Und wieder half mir Vesna. Als ich den Computer abdrehte und langsam – die Blutergüsse würde ich noch lange spüren – aufstand, drückte Vesna auf die Auswurftaste des Diskettenlaufwerks. Eine Diskette ohne Beschriftung sprang heraus, und Vesna drückte sie mir wortlos in die Hand. Ich steckte sie, ebenfalls ohne etwas zu sagen, ein.
Am Gang begegnete uns Madermichl, der ganz zufällig den Abfall hinuntertragen wollte. »Ich weiß nicht, ob es gestattet ist, die Wohnung zu betreten.«
»Sie wird wieder vermietet«, sagte Terezija Weiß und versuchte, wie eine Respektsperson zu sprechen. Das gelang ihr ganz gut.
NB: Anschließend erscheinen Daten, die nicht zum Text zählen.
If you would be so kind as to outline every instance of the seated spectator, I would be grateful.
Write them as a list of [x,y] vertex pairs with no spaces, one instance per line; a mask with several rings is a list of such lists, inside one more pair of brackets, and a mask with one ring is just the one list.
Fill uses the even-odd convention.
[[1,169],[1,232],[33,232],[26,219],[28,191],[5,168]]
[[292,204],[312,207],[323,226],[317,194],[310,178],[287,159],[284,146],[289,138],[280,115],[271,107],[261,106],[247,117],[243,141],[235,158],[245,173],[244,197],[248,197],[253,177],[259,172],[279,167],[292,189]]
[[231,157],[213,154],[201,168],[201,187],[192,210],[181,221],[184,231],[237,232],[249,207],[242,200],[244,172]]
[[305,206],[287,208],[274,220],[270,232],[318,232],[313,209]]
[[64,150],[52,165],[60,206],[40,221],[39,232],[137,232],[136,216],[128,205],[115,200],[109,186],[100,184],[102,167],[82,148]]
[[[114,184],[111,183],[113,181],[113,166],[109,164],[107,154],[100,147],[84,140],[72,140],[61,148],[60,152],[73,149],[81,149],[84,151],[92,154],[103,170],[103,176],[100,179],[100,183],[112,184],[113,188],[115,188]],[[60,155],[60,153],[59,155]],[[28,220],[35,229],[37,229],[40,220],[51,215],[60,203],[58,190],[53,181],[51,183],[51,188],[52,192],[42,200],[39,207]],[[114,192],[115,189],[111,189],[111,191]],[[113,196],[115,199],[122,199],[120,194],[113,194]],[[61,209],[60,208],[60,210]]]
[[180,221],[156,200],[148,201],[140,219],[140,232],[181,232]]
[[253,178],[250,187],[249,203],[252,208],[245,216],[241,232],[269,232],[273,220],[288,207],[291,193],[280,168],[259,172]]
»Vielleicht miete ich sie«, meinte ich und lächelte falsch. »Mir gefällt die Hausgemeinschaft, und die Anlage der Wohnung ist auch sehr in Ordnung. Ich wollte immer schon in Penzing wohnen, und nette Nachbarn sind mir wichtig. Ich bin da ganz altmodisch.«
»Aha«, sagte Madermichl, und das klang eher erfreut als skeptisch, aber was wusste man schon. »Was ist denn Ihnen passiert?«, fragte er, als ich ihm freundlich die Hand hinhielt.
»Handtaschenräuber.«
»Lauter Gesindel, was jetzt da ist«, empörte sich Madermichl und wollte mitsamt dem Müll wieder in seine Wohnung verschwinden.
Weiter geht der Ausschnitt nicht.